レディオヘッドは、「KID A」から聴き始め、レンタルでおさらいしてから、すぐライヴに行き、それからオトナ買いで初期のものを集めました。オリジナルが出たら必ず買います。
新作は、ブルーズに接近するという噂もあり、期待大!!!
よく、「ベンズ派」の人が「KID A」や「アムニージアック」を嫌いだと言うようですが、私は「KID A」や「アムニージアック」も好きなんですね。「良い音楽」にしか聴こえません・・。
「パブロ・ハニー」については、最初聴いたとき、14世紀のイタリアのラヴソングとの共通点を感じてしまって、いまだに謎を感じています。14世紀のイタリアの恋歌、好きだったんですよ。「エステル・ラマンディエ」という名前の、女性ソロアーティストの演奏が好きだったんです・・。
2007/7/21(土) 午後 11:50 [ カール(カヲル32) ]
kaoruさんこんばんは。『OKコンピューター』にはある種の情緒を感じます。琴とかが鳴っていても違和感がないようなね。でぇ何度も言ってますが90年代でもっとも優れたロックアルバムだと思ってます。

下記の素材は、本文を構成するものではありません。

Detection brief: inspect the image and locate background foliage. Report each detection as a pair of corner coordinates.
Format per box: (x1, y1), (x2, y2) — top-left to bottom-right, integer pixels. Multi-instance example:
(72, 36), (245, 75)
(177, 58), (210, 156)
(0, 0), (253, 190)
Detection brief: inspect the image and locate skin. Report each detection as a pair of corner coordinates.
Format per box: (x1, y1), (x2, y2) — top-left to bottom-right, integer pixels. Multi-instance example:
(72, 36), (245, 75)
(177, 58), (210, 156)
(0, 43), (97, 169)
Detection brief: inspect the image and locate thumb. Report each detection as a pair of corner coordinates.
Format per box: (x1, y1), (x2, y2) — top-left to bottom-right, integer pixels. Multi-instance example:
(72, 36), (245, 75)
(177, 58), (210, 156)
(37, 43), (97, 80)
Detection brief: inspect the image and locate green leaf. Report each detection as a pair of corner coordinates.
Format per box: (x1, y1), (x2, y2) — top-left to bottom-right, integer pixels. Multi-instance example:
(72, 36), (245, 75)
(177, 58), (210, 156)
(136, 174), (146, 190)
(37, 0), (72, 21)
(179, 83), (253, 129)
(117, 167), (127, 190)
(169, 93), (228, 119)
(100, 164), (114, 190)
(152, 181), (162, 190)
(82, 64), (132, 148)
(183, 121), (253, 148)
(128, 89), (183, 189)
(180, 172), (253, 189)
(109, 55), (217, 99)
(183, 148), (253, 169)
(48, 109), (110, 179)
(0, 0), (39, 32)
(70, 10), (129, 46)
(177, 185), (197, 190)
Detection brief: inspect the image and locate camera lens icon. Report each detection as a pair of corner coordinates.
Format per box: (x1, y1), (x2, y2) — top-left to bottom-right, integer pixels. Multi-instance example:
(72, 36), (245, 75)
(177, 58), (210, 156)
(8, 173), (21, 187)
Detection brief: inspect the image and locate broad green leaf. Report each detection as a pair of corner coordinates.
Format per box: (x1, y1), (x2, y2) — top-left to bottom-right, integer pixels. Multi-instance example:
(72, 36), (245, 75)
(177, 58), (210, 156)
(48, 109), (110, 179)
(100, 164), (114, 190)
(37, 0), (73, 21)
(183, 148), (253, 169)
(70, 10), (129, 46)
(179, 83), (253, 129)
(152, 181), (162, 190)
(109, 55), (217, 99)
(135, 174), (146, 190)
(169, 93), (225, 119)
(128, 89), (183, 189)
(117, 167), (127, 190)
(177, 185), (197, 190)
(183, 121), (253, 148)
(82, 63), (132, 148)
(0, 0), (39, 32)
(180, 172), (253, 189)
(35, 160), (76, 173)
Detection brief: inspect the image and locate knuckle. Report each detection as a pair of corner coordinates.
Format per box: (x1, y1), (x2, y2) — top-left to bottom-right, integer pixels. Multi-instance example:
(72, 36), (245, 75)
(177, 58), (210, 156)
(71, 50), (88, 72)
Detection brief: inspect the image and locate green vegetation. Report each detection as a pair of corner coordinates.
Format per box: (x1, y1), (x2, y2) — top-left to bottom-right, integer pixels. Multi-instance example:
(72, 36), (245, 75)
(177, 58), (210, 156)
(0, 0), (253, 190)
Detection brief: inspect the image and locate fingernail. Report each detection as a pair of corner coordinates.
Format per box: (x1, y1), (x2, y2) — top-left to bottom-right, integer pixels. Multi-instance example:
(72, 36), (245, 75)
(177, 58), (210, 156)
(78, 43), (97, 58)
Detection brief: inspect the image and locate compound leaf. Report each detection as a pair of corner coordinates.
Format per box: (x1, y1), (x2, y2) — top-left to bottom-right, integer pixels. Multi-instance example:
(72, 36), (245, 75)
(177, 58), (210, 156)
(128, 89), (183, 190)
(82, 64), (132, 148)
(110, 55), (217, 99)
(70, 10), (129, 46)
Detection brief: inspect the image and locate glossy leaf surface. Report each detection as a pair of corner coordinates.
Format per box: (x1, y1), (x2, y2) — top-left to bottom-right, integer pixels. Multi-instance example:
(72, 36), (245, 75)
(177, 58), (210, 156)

新作は本当に楽しみです。楽しみだと言うレベルを超えたものを出してくれたら嬉しいですね(^^
『ベンズ』が好きな人が『キッドA』や『アムニージアック』を嫌うのは判りますよ。ロックとしてレイディオヘッドをここで見限った人も大勢いると思います。
ロックというのは感情的な音楽でその振れが大きいほど良いロックだという考え方があるとしたら『キッドA』はロックとは言えないでしょう。ある意味感情表現を放棄した音楽ですから。。。
私はその”表現”がありだと思うのでレイディオヘッドに期待し続けてます。ロック界には期待するに足る表現者はいまやそう多くはいませんから。。。
2007/7/22(日) 午前 1:34 [ ekimaejihen ]
『パブロ・ハニー』は今一度聴いて見る必要があるやもしれません。14世紀のイタリアのラブソングについては全く語る知識を持ちませんが「クリープ」が良すぎて期待した分、退屈なギター・ロック・アルバムという記憶しか残ってませんから。。。